Adages ventured out of its cubicles last week for a breath of fresh air. First stop: a SoHo art gallery, where Adages attended an art opening for Ron Burkhardt, CEO of Burkardt & Hillman. To the layman, Ron's art looked like scribblings on agency letterhead painted over with a wash of watercolor. A closer look revealed names of business contacts and women's phone numbers. "Yes, all the pieces had phone numbers of my girlfriends," said the perennial bachelor. "Talk about revealing your soul, which is what artists are supposed to do. I laid mine out in the most intimate and scary way." Ron sold several pieces, mostly to women whose phone numbers were on display. "There were numbers of five or six girls on a page," said Ron, "and they all saw them and realized I was dating them all at the same time. It was pretty transparent. I probably made a lot of enemies last night."
The party's over?
Next stop: the Half King, a bar in N.Y.'s Chelsea owned by Sebastian Junger, author of The Perfect Storm and lately a poster-boy foreign correspondent for the glossies. MediaBistro.com hosted a business journalists-only panel with a promising premise: "Media Culpa: Did the Business Media Cause the Recession?" On hand were James Surowiecki and Malcolm Gladwell, both of the New Yorker, snarky Bloomberg reporter Christopher Byron and Geoff Lewis, formerly of CNBC. Gladwell, also the author of The Tipping Point and a fixture at ad industry events, once again lived up to his name, bubbling happily over every human potential. His antidote for depression-inducing journalism: "There should be more nerds writing about stuff," he gurgled with goodwill. Byron, on the other hand, snarled. If a depression can be laid at anyone's door, it should start at his. "Everyone in this room lives for the moment when they can stand up in the pressroom and announce that everything is awful, that we are all going to die," Byron said gleefully. "Everyone here wants to break that story."

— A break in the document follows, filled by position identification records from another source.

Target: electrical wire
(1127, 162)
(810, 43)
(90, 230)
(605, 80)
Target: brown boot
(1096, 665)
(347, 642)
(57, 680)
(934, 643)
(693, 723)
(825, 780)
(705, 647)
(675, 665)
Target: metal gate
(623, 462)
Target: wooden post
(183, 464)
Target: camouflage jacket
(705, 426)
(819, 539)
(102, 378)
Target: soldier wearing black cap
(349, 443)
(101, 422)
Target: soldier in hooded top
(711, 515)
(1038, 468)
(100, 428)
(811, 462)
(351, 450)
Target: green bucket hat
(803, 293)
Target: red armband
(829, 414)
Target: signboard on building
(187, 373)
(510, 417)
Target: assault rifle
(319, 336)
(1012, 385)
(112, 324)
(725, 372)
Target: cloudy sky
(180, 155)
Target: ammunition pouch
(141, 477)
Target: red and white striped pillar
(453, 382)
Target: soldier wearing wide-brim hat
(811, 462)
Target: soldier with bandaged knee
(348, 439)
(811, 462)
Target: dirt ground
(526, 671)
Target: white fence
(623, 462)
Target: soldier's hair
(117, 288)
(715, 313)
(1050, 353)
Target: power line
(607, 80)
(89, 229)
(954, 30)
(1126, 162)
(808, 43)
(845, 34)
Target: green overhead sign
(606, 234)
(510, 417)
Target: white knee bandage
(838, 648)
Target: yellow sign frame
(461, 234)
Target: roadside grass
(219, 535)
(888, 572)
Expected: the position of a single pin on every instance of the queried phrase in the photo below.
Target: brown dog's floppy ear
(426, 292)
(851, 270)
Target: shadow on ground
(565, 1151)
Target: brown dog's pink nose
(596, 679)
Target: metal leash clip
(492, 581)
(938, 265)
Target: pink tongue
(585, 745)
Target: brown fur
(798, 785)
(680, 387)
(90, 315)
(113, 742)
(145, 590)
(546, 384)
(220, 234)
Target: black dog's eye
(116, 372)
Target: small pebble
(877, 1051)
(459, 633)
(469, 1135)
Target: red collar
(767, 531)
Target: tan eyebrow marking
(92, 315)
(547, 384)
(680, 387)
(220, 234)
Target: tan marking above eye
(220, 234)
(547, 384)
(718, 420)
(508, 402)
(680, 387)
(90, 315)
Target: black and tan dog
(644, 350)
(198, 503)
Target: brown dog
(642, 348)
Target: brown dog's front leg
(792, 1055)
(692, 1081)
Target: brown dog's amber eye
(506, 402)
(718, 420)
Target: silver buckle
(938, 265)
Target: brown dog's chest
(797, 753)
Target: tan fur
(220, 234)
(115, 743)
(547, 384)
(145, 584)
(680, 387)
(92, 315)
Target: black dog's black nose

Adages received a copy of a letter addressed to Richard Fizdale, the recently retired CEO of Leo Burnett, from Norman Muse, former worldwide chief creative officer at Burnett.
"After many years of doing nothing," writes Norm to Rick, who is still vice chairman at Burnett parent Bcom3 Group, "or nothing very noticeable, to improve Burnett's creative product, or even paying much attention to it, I find it more than a little strange that you would now...decide to lambaste your colleagues."
As reported March 6 in the Chicago Tribune, Rick criticized the agency's creative output in a memo to its top creative directors written shortly after his retirement. "Please rise above this sophomoric, uninspired...idea-less, uncrafted blob of work," Rick wrote.
Norm was not happy about it. "Coming into office you took credit for work you had nothing to do with," he wrote. "Now, as you're leaving, how can you duck responsibility for work you should have had everything to do with, stuff created on your watch?"
It gets worse. "Now get the hell off the premises, man," Norm rails. "Your demise has been more prolonged than Francisco Franco's!"
Norm could not be reached for comment.
Who said advertising is pornographic? The answer: Balthasar Klossowski, a.k.a Balthus, an artist responsible for creating a body of work obsessed with adolescent bodies. He should know.